Because many drugs are excreted in human milk, instruct women to discontinue nursing during treatment with KEYTRUDA and for 4 months after the final dose.

3. Females and Males of Reproductive Potential Contraception

Based on its mechanism of action, KEYTRUDA can cause fetal harm when administered to a pregnant woman

. Advise females of  to use effective contraception during treatment with KEYTRUDA and for at least 4 months following the final dose.

4.Pediatric Use

Safety and effectiveness of KEYTRUDA have not been established in pediatric patients.

5.Geriatric Use

Of the 411 patients with melanoma treated with KEYTRUDA, 39% were 65 years and over. No overall differences in safety or efficacy were reported between elderly patients and younger patients

. Of the 550 patients with NSCLC treated with KEYTRUDA, 47% were 65 years and over.
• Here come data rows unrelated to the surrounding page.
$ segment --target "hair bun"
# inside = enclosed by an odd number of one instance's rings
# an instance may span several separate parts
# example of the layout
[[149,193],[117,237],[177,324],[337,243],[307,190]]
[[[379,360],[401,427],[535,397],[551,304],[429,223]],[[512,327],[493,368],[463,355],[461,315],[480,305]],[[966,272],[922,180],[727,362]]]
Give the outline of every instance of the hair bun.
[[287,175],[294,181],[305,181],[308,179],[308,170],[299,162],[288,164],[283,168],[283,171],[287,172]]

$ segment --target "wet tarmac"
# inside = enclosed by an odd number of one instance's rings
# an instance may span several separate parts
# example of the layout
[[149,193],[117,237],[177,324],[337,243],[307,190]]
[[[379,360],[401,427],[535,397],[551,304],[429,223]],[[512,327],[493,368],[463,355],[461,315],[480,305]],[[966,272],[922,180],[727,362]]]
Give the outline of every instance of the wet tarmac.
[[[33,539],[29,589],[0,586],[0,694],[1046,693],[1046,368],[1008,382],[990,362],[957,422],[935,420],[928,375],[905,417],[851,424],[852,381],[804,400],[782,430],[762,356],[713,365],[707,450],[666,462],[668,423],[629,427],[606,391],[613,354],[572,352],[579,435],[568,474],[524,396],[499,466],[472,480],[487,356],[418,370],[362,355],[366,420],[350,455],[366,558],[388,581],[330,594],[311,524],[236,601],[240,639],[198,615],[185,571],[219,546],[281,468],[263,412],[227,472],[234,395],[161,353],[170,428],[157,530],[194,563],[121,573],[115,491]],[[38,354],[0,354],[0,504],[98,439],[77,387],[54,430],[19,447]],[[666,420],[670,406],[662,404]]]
No overall differences in safety or efficacy were reported between elderly patients and younger patients.

6. Renal Impairment

Based on a population pharmacokinetic analysis, no dose adjustment is needed for patients with renal impairment.

7. Hepatic Impairment

Based on a population pharmacokinetic analysis, no dose adjustment is needed for patients with mild hepatic impairment [total bilirubin (TB) less than or equal to ULN and AST greater than ULN or TB greater than 1 to 1.5 times ULN and any AST].

KEYTRUDA has not been studied in patients with moderate (TB greater than 1.5 to 3 times ULN and any AST) or severe (TB greater than 3 times ULN and any AST) hepatic impairment 

 OVERDOSAGE

There is no information on overdosage with KEYTRUDA.